Three aerators (bubblers) are installed in the lake to assist with water circulation and the mixing of salt and fresh water. Typically, freshwater will sit above salt water in an estuarine environment. The aerators assist by mixing the freshwater and salt water, reducing the risk of poor water quality conditions. The compressor that provides air to the aerators has been upgraded to a quieter and more efficient unit.

In March 2019 the water quality of the lake was impacted causing fish in the lake to perish. An assessment of the lake’s circulation system was conducted and testing of water quality and algae also occurred.

The analysis of these tests indicates that several factors contributed to the fish kill, including:

  • a significant rainfall event following a period of dry weather, resulting in the influx of nutrient-rich stormwater into the lake
  • blockages and non-performance of the stormwater overflow system
  • partial blockages within the tidal exchange system.

Collectively, these factors resulted in the lake containing nutrient-rich stormwater for an extended period which lead to an algal bloom. The algal bloom affected dissolved oxygen concentrations in the lake, contributing to the fish kill.

In response to this situation several initiatives have been completed, including:

  • inspecting (via closed circuit camera) all the pipework and circulation system components as outlined in Water circulation system maintenance.
  • reviewing the functionality of the stormwater overflow weir
  • assessing the tidal exchange system and investigating options to supplement the system.

This information has been used to guide the design upgrades that will be implemented in the upgrades to the system.

Council have engaged a specialist fisheries consultant to assist in identifying the most suitable process for managing adult fish populations in the lake into the future. Options could include a program of regular catch and release from the lake to the Caboolture River, or a fish passage device designed to allow the movement of fish without impacting on the tidal exchange system or reducing the stormwater and flood mitigation function of the lake. This project has now commenced and is due for completion late 2020 with outcomes of the strategy to be implemented as soon as practical. Council is seeking advice from specialist fisheries experts to assist in identifying the most suitable process for managing adult fish populations in the lake into the future.
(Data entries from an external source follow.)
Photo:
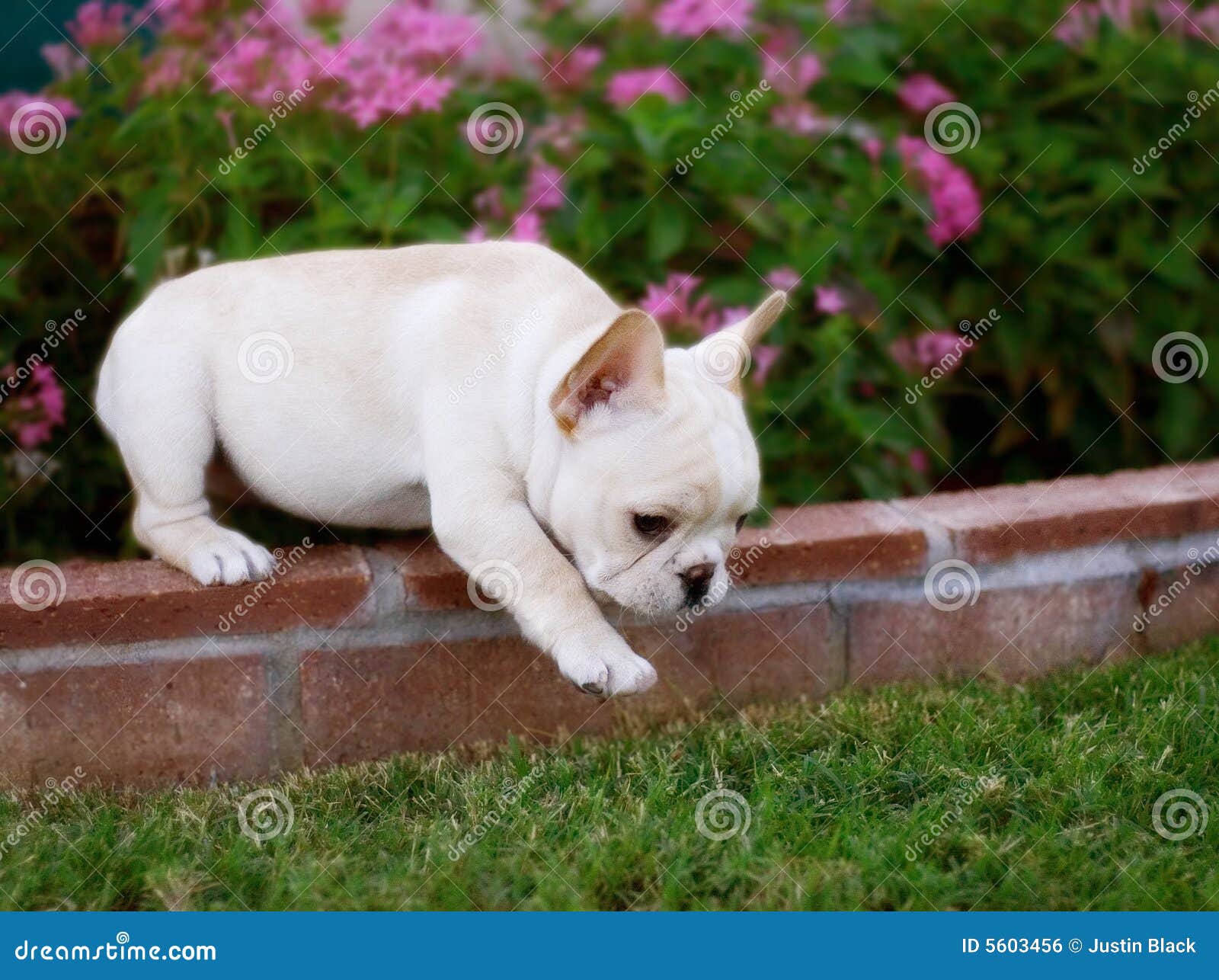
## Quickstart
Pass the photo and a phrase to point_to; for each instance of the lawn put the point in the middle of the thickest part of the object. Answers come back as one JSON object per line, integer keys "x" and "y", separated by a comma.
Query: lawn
{"x": 989, "y": 796}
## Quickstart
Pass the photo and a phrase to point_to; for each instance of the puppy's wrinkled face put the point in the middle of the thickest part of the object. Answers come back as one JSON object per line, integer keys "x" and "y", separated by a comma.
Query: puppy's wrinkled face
{"x": 649, "y": 504}
{"x": 660, "y": 471}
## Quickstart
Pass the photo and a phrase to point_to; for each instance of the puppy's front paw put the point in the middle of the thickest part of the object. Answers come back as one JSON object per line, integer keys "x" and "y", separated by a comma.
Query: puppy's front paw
{"x": 225, "y": 557}
{"x": 607, "y": 671}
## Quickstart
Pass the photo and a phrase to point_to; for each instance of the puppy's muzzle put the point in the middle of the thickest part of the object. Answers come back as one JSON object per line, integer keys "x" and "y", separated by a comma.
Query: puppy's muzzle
{"x": 698, "y": 581}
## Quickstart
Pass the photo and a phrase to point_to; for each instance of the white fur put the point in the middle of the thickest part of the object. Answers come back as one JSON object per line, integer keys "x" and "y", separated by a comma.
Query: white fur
{"x": 418, "y": 392}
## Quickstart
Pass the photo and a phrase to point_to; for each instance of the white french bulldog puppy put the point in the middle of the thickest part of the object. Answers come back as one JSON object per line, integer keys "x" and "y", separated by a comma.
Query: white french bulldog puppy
{"x": 491, "y": 392}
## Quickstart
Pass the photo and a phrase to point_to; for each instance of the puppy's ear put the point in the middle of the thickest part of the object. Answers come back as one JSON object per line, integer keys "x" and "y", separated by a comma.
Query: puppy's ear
{"x": 725, "y": 356}
{"x": 625, "y": 367}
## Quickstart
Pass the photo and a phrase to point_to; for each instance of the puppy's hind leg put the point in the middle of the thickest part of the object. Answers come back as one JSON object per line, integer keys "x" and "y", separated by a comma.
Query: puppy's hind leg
{"x": 166, "y": 453}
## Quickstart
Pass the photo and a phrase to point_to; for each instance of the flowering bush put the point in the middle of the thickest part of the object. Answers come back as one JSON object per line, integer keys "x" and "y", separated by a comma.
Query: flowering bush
{"x": 904, "y": 168}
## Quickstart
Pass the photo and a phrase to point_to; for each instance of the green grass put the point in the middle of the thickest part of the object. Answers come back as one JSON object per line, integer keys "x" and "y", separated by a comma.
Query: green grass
{"x": 1051, "y": 786}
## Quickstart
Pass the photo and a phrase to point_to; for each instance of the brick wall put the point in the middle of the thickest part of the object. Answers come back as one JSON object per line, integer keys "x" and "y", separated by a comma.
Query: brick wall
{"x": 137, "y": 675}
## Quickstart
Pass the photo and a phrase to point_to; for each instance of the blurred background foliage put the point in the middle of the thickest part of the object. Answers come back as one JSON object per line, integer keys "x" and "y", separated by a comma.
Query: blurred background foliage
{"x": 823, "y": 183}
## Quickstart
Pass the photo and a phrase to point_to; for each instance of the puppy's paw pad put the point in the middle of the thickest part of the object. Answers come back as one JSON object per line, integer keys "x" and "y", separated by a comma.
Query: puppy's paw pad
{"x": 607, "y": 674}
{"x": 632, "y": 677}
{"x": 229, "y": 559}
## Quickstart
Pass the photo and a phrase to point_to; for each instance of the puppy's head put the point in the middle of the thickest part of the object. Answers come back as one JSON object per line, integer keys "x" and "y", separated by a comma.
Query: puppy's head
{"x": 658, "y": 469}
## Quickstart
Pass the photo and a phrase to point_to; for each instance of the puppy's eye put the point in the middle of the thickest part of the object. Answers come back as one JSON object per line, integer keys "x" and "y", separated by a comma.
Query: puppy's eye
{"x": 652, "y": 526}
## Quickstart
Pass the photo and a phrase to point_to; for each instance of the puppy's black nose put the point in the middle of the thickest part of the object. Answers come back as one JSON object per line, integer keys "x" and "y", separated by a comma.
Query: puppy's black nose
{"x": 698, "y": 581}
Options could include a program of regular catch and release from the lake to the Caboolture River, or a fish passage device designed to allow the movement of fish without impacting on the tidal exchange system or reducing the stormwater and flood mitigation function of the lake. 

The aerator system is also under investigation and will be upgraded due to the increased maintenance issues and inability to access parts to repair when necessary. The installation of the new system previously scheduled for June 2020 will be delayed to later in the year due to interruption in supply of new equipment due to COVID associated impacts.